Il passato torna sempre e questa volta lo ha fatto sotto forma di circa 200 fascicoli che hanno invaso le scrivanie dei funzionari dell’ufficio contenziosi del settore urbanistica del comune di Imperia. Si tratta di pratiche risalenti a oltre una decina di anni fa riguardanti abusi edilizi contestati dagli uffici comunali e portati davanti al Tar dai singoli proprietari per […]

di Gabriele Piccardo

imageIl passato torna sempre e questa volta lo ha fatto sotto forma di circa 200 fascicoli che hanno invaso le scrivanie dei funzionari dell’ufficio contenziosi del settore urbanistica del comune di Imperia.
Si tratta di pratiche risalenti a oltre una decina di anni fa riguardanti abusi edilizi contestati dagli uffici comunali e portati davanti al Tar dai singoli proprietari per evitare l’esecuzione dell’ingiunzione di demolizione chiesta dalla Procura della Repubblica di Imperia. Dopo la sospensiva del provvedimento concessa dal Tribunale Amministrativo Ligure, i proprietari della case hanno abbandonato l’iter giudiziario sino a che, qualche settimana fa, il Tribunale ha archiviato le pratiche. Così facendo sono tornati in essere gli originari provvedimenti di demolizione e di ripristino dei luoghi.
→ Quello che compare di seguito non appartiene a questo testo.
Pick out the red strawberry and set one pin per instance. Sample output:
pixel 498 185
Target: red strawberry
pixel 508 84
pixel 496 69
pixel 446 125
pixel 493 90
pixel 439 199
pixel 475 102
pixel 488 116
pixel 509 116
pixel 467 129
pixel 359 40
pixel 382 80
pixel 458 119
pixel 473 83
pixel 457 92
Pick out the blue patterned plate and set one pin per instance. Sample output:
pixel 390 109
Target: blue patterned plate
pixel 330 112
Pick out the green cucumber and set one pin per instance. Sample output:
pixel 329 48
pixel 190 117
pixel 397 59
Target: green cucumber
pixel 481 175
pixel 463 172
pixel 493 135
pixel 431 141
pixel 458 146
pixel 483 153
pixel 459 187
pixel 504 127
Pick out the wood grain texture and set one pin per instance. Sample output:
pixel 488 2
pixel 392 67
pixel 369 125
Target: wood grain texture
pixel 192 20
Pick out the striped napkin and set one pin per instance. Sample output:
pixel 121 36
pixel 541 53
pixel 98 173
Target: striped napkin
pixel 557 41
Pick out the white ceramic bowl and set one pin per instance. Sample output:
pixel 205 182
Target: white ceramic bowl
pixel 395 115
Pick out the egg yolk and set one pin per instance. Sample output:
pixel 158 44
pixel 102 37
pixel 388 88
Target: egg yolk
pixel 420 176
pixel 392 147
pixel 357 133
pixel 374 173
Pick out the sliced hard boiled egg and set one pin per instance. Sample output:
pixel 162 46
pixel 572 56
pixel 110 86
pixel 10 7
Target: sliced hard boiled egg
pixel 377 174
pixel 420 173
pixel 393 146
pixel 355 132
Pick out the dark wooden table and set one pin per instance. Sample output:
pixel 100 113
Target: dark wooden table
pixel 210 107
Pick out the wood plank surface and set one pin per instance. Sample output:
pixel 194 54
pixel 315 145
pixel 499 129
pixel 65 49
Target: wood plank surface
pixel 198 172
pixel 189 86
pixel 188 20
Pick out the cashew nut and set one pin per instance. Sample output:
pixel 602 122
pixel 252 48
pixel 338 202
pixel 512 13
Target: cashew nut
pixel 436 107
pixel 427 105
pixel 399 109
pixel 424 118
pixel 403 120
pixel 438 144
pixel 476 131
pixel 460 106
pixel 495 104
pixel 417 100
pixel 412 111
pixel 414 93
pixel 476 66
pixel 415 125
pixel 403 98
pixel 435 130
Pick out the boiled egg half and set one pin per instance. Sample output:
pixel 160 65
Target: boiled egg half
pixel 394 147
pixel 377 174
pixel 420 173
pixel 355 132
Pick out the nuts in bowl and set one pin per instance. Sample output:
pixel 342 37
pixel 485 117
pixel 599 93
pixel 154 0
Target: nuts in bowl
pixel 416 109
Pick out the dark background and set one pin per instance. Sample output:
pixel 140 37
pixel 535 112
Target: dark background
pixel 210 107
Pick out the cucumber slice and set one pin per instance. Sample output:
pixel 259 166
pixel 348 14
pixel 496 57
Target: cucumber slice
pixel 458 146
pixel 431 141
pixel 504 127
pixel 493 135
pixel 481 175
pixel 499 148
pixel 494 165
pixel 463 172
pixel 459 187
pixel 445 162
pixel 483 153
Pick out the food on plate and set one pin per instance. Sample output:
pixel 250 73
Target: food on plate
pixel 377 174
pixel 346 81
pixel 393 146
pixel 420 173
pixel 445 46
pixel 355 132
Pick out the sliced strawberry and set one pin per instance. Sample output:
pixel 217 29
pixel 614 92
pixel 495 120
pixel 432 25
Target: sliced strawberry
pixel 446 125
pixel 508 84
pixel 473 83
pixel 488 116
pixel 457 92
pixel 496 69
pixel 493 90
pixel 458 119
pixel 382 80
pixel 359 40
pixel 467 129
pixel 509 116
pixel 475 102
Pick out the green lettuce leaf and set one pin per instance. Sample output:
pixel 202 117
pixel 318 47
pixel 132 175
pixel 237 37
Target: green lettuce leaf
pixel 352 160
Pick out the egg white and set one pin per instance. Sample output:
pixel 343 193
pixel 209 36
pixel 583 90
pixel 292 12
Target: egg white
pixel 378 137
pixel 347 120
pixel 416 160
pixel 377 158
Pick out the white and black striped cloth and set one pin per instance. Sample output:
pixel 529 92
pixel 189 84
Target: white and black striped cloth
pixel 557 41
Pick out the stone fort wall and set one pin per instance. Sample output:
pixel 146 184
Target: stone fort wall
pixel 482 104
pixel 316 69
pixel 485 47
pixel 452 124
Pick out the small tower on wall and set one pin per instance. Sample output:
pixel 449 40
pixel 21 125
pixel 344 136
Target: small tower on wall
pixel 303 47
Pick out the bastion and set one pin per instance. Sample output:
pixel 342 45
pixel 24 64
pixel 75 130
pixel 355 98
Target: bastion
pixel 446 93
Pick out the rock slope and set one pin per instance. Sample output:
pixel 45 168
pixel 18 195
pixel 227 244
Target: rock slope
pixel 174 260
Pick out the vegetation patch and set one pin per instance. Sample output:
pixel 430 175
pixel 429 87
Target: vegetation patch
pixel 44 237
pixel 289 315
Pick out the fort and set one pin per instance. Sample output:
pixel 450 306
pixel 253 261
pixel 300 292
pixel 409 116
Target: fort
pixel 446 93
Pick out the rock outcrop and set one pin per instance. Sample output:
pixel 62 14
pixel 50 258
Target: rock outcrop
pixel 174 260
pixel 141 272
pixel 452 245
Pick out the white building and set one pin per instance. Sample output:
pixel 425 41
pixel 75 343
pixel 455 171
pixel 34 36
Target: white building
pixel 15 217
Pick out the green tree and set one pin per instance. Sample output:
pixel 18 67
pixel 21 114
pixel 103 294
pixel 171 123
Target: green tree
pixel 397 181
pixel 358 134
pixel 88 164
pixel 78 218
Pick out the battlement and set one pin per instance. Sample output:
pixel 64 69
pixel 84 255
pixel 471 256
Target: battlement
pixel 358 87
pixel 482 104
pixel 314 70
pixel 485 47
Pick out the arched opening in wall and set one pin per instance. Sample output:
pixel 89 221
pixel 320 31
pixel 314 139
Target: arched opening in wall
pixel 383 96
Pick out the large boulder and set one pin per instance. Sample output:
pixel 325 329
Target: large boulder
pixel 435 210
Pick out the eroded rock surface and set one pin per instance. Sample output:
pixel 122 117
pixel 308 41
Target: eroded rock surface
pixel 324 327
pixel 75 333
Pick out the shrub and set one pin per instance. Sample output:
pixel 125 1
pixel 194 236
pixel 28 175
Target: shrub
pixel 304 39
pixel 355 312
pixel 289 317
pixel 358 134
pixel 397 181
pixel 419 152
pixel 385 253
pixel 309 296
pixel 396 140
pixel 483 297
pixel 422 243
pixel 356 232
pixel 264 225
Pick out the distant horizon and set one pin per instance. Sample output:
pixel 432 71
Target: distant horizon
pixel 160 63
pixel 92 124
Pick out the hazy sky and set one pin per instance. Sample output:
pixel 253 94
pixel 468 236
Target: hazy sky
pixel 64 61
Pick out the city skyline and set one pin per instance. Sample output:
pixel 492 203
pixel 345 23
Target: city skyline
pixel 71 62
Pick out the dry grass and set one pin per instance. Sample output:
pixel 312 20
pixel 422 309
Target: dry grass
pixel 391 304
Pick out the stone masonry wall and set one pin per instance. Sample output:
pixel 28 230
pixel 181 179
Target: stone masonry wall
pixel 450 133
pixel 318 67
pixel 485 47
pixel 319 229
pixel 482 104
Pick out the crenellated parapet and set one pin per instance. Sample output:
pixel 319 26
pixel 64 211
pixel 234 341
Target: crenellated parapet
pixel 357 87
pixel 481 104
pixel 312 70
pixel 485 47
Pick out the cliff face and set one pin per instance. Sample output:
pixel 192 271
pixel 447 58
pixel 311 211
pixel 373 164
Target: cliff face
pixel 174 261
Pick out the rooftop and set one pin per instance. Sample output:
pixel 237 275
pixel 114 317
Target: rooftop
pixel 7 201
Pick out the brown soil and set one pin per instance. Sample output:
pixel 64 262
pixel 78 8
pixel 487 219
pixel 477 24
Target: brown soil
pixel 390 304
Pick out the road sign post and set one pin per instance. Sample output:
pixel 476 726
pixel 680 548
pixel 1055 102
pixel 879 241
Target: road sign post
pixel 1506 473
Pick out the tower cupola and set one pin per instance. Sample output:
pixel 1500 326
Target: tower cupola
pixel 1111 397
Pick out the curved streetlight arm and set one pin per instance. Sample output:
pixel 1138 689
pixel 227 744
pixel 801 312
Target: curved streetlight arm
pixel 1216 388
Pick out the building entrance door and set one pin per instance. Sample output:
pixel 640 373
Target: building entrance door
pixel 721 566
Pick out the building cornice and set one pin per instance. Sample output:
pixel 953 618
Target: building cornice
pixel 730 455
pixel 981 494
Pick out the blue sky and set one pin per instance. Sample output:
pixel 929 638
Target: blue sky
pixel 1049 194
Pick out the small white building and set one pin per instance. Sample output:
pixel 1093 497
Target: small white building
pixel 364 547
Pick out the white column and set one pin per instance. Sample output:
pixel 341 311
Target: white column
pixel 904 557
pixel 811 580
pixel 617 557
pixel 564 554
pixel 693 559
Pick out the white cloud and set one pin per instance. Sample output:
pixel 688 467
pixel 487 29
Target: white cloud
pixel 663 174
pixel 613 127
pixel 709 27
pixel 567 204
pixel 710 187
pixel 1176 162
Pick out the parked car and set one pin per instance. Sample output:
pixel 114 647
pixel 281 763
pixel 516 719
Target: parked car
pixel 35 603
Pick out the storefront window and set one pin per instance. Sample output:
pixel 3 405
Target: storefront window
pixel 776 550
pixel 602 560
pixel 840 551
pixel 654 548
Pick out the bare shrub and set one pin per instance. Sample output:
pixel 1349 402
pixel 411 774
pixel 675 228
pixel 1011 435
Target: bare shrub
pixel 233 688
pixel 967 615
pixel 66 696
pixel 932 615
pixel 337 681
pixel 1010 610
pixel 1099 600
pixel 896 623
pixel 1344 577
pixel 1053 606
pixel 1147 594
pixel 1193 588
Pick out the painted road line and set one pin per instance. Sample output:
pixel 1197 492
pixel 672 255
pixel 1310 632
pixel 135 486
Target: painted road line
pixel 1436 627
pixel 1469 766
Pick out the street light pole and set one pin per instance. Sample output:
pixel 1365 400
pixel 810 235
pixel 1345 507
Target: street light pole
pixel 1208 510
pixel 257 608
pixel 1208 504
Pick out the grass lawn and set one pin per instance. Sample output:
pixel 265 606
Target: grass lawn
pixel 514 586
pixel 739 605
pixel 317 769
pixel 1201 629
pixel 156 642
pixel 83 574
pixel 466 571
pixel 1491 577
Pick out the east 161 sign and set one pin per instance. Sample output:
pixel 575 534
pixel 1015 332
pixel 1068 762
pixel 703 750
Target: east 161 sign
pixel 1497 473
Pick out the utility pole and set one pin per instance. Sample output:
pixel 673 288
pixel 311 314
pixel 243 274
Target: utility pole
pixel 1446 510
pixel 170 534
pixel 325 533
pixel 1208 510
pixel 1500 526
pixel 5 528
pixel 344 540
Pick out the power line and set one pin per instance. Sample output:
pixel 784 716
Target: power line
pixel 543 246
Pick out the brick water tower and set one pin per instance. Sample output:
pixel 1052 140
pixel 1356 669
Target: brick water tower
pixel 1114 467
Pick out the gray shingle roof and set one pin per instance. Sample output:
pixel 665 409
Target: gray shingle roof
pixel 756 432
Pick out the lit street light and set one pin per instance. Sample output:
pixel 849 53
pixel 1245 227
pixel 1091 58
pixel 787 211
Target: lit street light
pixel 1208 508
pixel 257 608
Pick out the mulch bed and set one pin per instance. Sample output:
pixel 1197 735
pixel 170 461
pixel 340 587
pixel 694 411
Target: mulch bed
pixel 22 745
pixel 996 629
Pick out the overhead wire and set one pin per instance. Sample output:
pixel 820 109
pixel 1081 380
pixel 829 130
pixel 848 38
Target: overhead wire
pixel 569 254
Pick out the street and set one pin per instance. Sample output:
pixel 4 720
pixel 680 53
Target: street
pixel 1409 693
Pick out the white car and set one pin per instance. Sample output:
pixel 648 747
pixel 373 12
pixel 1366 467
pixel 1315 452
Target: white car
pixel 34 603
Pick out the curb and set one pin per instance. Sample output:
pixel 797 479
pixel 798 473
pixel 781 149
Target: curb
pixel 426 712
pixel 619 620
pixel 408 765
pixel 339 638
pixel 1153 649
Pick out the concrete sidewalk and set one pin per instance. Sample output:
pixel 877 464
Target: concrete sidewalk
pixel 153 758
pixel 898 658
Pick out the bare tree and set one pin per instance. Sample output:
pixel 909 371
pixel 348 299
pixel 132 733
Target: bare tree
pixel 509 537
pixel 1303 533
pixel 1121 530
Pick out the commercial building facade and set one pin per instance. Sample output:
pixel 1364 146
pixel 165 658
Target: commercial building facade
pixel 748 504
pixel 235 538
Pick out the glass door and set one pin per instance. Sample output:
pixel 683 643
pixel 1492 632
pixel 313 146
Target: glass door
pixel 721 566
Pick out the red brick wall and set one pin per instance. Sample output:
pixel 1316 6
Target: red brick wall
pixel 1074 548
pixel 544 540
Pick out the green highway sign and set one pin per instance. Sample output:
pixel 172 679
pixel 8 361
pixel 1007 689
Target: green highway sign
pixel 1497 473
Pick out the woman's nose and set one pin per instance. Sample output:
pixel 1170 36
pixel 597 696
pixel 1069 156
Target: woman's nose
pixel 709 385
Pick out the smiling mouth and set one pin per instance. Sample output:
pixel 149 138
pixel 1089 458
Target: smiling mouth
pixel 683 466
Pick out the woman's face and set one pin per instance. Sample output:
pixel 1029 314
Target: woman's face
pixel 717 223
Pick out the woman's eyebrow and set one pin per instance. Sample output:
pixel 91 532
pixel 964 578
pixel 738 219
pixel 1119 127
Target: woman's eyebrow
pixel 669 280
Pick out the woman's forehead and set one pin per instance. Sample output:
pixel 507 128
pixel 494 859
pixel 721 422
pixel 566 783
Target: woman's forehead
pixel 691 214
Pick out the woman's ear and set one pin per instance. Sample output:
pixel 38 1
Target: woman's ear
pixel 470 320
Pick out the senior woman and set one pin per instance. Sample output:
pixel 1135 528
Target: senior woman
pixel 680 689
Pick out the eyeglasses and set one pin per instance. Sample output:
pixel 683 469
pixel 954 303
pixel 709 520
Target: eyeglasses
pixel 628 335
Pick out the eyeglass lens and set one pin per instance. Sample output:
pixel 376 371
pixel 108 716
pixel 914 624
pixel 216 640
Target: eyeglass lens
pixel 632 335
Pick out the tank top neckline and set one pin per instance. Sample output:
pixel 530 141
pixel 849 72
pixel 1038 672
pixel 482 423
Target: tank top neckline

Il motivo dell’abbandono dell’iter giudiziario potrebbe essere stata la possibilità da parte di alcuni proprietari di accedere ai condoni edilizi oppure la consapevolezza di non poter impugnare per lungo tempo la causa legale anche per motivi di ordine economico. La Procura della Repubblica di Imperia ha dunque chiesto l’esecuzione dei provvedimenti adottati in passato dando l’incombenza al Comune di effettuare le verifiche delle pratiche in oggetto.

Bisogna, infatti, che i tecnici del Comune si adoperino per controllare, caso per caso, se si tratta di un abuso edilizio totale (la costruzione di un’intera casa) oppure un ampliamento dell’immobile o ancora la costruzione di una tettoia, per fare alcuni esempi. Una volta effettuata questa verifica, se l’immobile o l’ampliamento dello stesso, non sono stati demoliti o regolamentati tramite i condoni, il tutto diventerà di proprietà del Comune. Nelle prossime settimane, dunque, potrebbero iniziare i primi espropri e le prime, ovvie, contestazioni di piazza.